A case (or two) for sport related injunctions in the Magistrates’ Court (“MCV”)

Haig Fawkner Cricket Club v Victorian Turf Cricket Association, unreported, MCV 10 March 2023 and Pettifer v Goulburn Valley Football League, unreported, MCV (22 September 2023)

While Victorians love their sport, it is rare for sporting related disputes to make their way to Victorian courts.  Most sport-related “litigation” at the sub-elite level occurs in informal tribunals established by small organisations with skeletal staff operating under governance documents of varying quality.  Even though the consequences of sanctions can be very significant, these tribunals are generally staffed by well-intentioned volunteers who may or may not have legal training.

Standard form disciplinary policies generally contain a provision that a person charged under the policy must exhaust all steps within the policy prior to commencing an action in any court, but if an individual remains aggrieved after the process where can they go?

While the Supreme Court remains vested with jurisdiction over disputes arising out of the contractual matrix that players have with their clubs and leagues, there may be a different and less costly avenue for redress through the Magistrates’ Court. 

Most sub-elite sporting organisations operate as incorporated associations under the regulation of Consumer Affairs Victoria and are subject to the Associations Incorporation Reform Act 2012 (the “Act”).  Section 54(3) of the Act imposes minimum standards of procedural fairness for organisations carrying out their disciplinary process.  It states the organisation must ensure that:

  (a)  the member who is the subject of the disciplinary procedure –

       (i)             is informed of the grounds upon which the disciplinary action against the member is proposed to be taken; and

       (ii)           has been given an opportunity to be heard in relation to the matter; and

  (b)  the outcome of the disciplinary procedure is determined by an unbiased decision-maker; and

  (c)   to the extent that doing so is compatible with paragraphs (a) and (b), the disciplinary procedure is completed as soon as is reasonably practicable…

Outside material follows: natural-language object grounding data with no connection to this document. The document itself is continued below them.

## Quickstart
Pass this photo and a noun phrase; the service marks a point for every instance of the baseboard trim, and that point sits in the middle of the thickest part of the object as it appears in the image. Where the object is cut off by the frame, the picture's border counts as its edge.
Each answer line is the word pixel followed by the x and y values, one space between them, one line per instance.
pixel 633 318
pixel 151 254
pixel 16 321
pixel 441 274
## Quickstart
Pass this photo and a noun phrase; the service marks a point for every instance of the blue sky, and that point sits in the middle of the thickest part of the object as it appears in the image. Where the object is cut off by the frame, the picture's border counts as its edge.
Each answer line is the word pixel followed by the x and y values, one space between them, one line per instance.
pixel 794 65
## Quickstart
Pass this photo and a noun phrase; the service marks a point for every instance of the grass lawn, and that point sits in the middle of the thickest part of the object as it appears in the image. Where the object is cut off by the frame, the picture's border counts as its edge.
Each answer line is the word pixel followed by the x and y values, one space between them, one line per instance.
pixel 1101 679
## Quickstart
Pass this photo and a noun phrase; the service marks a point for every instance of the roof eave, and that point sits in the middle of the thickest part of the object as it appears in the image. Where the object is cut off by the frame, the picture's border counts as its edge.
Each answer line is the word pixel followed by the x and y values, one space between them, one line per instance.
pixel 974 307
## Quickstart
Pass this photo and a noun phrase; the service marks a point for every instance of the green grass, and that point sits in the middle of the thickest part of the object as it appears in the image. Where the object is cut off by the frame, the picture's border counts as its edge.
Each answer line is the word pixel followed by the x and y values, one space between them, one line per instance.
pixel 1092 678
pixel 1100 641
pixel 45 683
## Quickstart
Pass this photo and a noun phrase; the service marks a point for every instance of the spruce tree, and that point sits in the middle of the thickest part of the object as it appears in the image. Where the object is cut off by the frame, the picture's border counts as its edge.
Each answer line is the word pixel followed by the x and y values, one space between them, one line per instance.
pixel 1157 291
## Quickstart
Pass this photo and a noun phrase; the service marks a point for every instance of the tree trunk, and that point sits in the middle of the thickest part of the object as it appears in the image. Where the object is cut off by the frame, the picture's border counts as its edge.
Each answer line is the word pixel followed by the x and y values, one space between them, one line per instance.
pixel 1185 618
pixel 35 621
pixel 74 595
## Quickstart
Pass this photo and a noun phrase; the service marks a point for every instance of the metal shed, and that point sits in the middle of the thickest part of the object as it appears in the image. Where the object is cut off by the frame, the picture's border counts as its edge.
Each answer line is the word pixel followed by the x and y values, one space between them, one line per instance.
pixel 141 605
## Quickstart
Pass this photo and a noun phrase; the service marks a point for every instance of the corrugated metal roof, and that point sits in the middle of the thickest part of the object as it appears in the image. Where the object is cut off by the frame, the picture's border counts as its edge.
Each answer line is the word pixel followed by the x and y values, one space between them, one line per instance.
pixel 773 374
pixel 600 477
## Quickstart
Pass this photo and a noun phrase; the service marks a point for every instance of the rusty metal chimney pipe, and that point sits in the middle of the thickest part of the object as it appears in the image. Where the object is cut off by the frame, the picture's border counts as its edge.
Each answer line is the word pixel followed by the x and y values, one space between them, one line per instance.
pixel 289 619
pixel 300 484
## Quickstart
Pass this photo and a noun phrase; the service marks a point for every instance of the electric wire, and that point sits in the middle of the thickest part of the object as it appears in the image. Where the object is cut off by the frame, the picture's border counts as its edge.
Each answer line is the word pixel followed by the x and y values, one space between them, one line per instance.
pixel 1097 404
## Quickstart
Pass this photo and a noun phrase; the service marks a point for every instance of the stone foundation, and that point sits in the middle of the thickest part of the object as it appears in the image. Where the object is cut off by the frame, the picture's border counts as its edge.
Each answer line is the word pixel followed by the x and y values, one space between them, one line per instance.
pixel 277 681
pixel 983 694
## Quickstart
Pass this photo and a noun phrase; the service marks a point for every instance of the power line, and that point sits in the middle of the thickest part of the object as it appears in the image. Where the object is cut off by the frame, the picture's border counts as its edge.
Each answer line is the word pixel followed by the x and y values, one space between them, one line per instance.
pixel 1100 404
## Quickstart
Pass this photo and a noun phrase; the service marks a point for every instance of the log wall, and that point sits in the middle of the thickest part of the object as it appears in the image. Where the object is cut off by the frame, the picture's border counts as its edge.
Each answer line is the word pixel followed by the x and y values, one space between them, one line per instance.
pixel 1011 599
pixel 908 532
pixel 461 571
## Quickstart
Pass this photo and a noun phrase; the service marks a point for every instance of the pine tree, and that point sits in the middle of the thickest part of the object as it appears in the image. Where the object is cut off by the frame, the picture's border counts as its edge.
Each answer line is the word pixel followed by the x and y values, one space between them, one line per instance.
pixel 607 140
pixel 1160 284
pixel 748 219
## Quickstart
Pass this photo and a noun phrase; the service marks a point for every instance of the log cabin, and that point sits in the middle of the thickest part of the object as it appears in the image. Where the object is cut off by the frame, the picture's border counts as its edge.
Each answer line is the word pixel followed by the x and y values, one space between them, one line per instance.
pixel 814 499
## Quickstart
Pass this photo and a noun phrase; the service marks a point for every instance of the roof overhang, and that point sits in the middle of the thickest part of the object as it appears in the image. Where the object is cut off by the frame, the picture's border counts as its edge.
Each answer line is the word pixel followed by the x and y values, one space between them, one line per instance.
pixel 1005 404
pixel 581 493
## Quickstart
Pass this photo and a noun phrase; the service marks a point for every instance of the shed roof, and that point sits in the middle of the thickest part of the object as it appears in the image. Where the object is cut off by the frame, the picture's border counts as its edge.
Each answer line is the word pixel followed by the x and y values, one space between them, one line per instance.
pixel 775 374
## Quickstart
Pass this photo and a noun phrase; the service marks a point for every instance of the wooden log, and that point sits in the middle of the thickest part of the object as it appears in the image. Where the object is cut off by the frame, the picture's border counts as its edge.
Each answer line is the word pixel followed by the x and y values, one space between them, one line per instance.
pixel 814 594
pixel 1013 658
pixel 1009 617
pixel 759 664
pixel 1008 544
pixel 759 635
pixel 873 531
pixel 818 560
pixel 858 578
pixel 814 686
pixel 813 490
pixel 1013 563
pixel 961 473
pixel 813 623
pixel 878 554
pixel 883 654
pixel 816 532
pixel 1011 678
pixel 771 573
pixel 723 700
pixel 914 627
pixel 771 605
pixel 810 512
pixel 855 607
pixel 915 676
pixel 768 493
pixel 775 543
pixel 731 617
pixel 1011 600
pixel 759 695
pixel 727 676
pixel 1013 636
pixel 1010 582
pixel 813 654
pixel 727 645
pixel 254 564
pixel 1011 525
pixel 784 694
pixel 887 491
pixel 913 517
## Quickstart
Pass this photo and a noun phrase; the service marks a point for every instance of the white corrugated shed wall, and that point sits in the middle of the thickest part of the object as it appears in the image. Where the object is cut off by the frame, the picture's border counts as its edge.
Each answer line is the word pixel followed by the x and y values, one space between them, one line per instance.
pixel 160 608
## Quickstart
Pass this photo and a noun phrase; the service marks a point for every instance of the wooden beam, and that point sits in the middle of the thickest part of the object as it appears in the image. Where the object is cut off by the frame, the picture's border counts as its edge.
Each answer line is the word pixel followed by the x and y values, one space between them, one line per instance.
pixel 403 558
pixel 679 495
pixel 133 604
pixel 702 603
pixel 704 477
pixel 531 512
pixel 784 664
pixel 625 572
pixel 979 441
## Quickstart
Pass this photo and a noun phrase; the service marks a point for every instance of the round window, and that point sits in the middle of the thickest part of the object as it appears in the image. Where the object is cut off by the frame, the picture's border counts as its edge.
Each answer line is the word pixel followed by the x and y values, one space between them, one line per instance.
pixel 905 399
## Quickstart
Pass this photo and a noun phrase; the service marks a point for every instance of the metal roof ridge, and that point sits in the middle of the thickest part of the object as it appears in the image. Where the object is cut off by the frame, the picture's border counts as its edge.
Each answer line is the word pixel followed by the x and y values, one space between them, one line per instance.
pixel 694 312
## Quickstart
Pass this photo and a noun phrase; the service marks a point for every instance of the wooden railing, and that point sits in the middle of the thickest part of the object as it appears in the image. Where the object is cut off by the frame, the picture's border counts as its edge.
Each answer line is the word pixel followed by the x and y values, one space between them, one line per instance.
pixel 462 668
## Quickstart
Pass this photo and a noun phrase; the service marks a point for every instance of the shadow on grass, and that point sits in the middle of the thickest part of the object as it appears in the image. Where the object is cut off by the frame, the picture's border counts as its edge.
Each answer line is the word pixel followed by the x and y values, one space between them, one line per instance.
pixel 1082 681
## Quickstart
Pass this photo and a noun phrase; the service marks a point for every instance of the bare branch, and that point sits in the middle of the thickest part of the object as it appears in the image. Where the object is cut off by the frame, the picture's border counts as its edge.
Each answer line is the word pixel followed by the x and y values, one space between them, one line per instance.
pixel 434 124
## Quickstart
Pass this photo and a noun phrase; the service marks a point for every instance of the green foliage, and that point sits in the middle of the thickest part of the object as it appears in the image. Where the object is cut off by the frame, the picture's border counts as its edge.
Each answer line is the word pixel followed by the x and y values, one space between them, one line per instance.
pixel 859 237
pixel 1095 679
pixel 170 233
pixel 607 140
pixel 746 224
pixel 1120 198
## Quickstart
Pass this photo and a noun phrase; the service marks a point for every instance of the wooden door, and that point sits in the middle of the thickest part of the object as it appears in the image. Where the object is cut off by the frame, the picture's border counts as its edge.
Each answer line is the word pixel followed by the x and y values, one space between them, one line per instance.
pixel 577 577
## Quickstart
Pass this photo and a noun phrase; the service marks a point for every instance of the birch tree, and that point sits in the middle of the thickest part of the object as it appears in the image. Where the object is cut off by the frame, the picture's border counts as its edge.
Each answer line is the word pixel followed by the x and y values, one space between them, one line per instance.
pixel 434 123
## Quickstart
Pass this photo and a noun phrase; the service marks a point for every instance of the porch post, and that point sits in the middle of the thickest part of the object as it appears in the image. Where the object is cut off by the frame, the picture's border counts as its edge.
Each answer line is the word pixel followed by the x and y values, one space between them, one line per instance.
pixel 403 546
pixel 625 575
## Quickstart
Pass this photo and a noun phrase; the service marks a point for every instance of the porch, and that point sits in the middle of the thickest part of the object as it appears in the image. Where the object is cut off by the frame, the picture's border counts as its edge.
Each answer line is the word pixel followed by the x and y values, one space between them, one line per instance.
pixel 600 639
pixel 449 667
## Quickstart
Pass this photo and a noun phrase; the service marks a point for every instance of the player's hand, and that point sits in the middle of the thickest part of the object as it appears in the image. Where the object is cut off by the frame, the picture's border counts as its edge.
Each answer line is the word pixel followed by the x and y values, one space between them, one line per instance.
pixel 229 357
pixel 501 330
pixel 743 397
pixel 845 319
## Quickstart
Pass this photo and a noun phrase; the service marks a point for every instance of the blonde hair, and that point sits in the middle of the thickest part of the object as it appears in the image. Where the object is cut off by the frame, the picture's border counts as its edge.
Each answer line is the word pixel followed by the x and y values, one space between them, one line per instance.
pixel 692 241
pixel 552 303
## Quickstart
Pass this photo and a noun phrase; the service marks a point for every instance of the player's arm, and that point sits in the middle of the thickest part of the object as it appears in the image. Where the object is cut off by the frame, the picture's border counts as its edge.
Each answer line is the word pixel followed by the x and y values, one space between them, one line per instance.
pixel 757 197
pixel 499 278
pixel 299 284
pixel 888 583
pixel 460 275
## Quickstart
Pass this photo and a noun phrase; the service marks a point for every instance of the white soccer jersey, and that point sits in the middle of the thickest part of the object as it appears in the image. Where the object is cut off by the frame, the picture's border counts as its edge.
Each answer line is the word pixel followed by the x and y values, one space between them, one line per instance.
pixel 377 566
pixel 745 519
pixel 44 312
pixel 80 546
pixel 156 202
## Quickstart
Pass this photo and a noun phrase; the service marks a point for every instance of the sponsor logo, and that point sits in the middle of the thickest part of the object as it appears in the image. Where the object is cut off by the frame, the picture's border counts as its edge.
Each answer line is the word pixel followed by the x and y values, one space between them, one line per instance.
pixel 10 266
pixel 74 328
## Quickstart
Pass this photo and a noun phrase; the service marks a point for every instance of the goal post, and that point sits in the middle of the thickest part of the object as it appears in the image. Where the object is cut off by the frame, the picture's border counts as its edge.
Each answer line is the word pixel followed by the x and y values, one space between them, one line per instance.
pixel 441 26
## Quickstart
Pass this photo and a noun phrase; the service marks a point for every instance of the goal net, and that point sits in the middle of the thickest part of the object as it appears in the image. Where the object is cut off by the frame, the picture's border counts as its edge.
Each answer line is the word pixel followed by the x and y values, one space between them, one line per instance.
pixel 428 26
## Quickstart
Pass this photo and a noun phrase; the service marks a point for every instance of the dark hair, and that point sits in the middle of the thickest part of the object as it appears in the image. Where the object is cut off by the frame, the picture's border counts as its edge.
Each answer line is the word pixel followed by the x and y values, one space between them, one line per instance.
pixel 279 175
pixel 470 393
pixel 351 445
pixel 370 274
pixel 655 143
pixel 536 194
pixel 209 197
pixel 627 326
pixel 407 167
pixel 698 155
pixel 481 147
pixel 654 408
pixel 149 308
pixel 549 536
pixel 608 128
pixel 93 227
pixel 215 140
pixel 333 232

Further, the Act contains, in s 68, a prohibition on oppressive conduct impacting members.  This concept has a similar meaning to that the subject of the Corporations Act 2001 (Cth) (see Stuart v Mordialloc Sporting Club Inc [2021] VSC 244 at [58]). 

Section 67 of the Act squarely vests jurisdiction in the MCV to hear disputes arising between members and an association, and recently, the MCV has heard and determined two applications for urgent injunctive relief on the basis of a denial of procedural fairness through disciplinary processes of two different sporting codes – with mixed results from the perspective of the athletes.

The principles underpinning injunctive relief set out in Australian Broadcasting Corporation v O’Neill [2006] HCA 46 are well known: a prima facie case, balance of convenience and monetary damages not being an adequate form of relief.

In one matter, Haig Fawkner Cricket Club v Victorian Turf Cricket Association, unreported, MCV (10 March 2023), the plaintiff athletes sought injunctive relief on the basis that they were not afforded procedural fairness in a disciplinary proceeding.  In particular, the plaintiffs alleged that the VTCA had not laid charges according to its rules, had not convened an independent disciplinary panel and there was apprehended bias. 

In the oral decision delivered by the Court, the magistrate found a prima facie case had been established and the balance of convenience favoured the athletes’ participation in the game.  Further, the magistrate found that if the athletes missed the opportunity to play they would not be adequately compensated by an award of pecuniary damages.  In this case, the injunction granted by the Court meant that the players could play in their semi-final match.

In Pettifer v Goulburn Valley Football League, unreported, MCV (22 September 2023), the plaintiff athlete alleged a lack of procedural fairness in the conduct of the lower and appellate disciplinary hearings, including failing to consider relevant information, failing to provide a recording of the lower hearing prior to the appellate hearing and a failure to consider certain representative offences in the process of grading the athlete’s conduct.  He sought injunctive relief to prevent his five week suspension from taking effect (which would have prevented him from playing in the finals).  

In this case, the Court, after reviewing the recording of the appellate tribunal, found that the plaintiff had not demonstrated sufficiently that the Court should interfere.  It found neither a prima facie case that there was a denial of procedural fairness by the appellate tribunal nor that the balance of convenience favoured the athlete, referring to the one week delay in the bringing of the application.  In denying the application for an injunction, not only was the delay a contributing factor, but in the particular circumstances (namely, a head contact leading to concussion of the opposition player), the court weighed, in its balancing exercise, the duty of the association to uphold the integrity of the sporting code as a significant factor to consider in the analysis of balance of convenience.

As always, the question of whether to grant injunctive relief is a matter in the broad discretion of the court and dependent on the facts and circumstances of the case.  However, what was generally thought only to be available in the Supreme Court is now, through the operation of the Act, available in the MCV resulting in a more cost effective avenue for redress by sub-elite athletes.

Note that the author appeared for the plaintiff athletes in the Magistrates’ Court in the proceedings the subject of this article.